We don't have a lot of time for a big discussion today, but I wanted to take a second and talk about basic federal government economics as they apply to Rand Paul.
It is his stated vision to reduce the size of government... and it is an undeniable reality that the vast majority of the federal budget is focused on only a few areas of spending.
Today, we'll quickly run through that economic reality, and we'll challenge Dr. Paul to tell us where he stands.
So it's about as basic as this: the four biggest items in the budget are Medicare/Medicaid, Social Security, the Department of Defense budget, and interest on the federal debt.

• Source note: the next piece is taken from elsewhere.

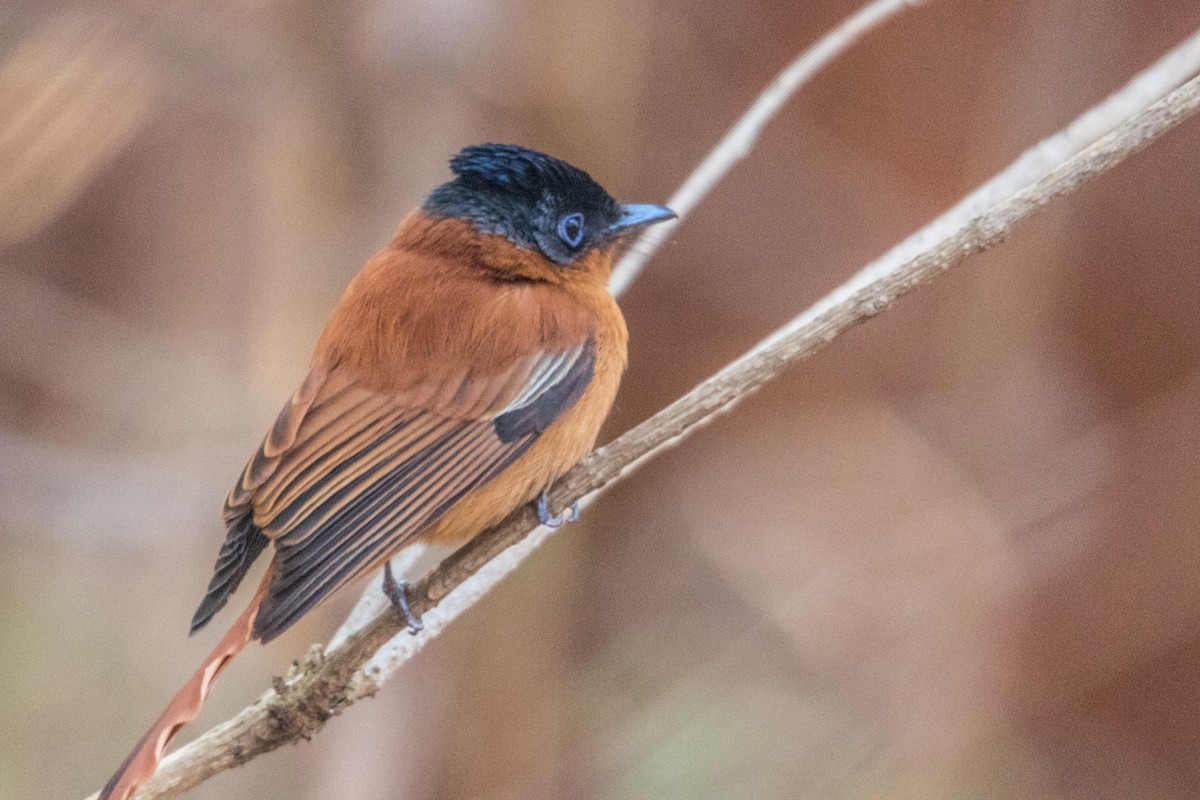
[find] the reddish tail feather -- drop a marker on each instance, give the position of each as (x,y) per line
(142,763)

Those four items are 80% of the total 2011 budget.
What does that mean?
That means you can get rid of every other thing that government does — no more people overseeing oil drilling, no food inspections, or border security, no FBI or ATF or DEA or CIA, or OSHA or MSHA, no National Guard or air traffic control or Coast Guard or NASA... no Department of Agriculture or food stamps, either — you can get rid of all of it, and government will still be 80% of what it is today.
And that means that the only way you can really make the federal government smaller is to cut one or more of those four core activities that government is performing.
So which one will it be, Dr. Paul?
Are you against Medicare and Medicaid? Should it be ended today?
What about Social Security? Are you ready to tell Kentucky voters that Social Security should end, today?
Are you ready to tell Kentucky voters that you do not believe that the US should be the world leader in military technologies?
Do you think China should be the preeminent military power?
Let's get these questions in front of Dr. Paul, and even as he tries to dodge questions about the right of Woolworth's to keep its lunch counter white, let's make him face these questions as well, which are neither abstract nor obscure.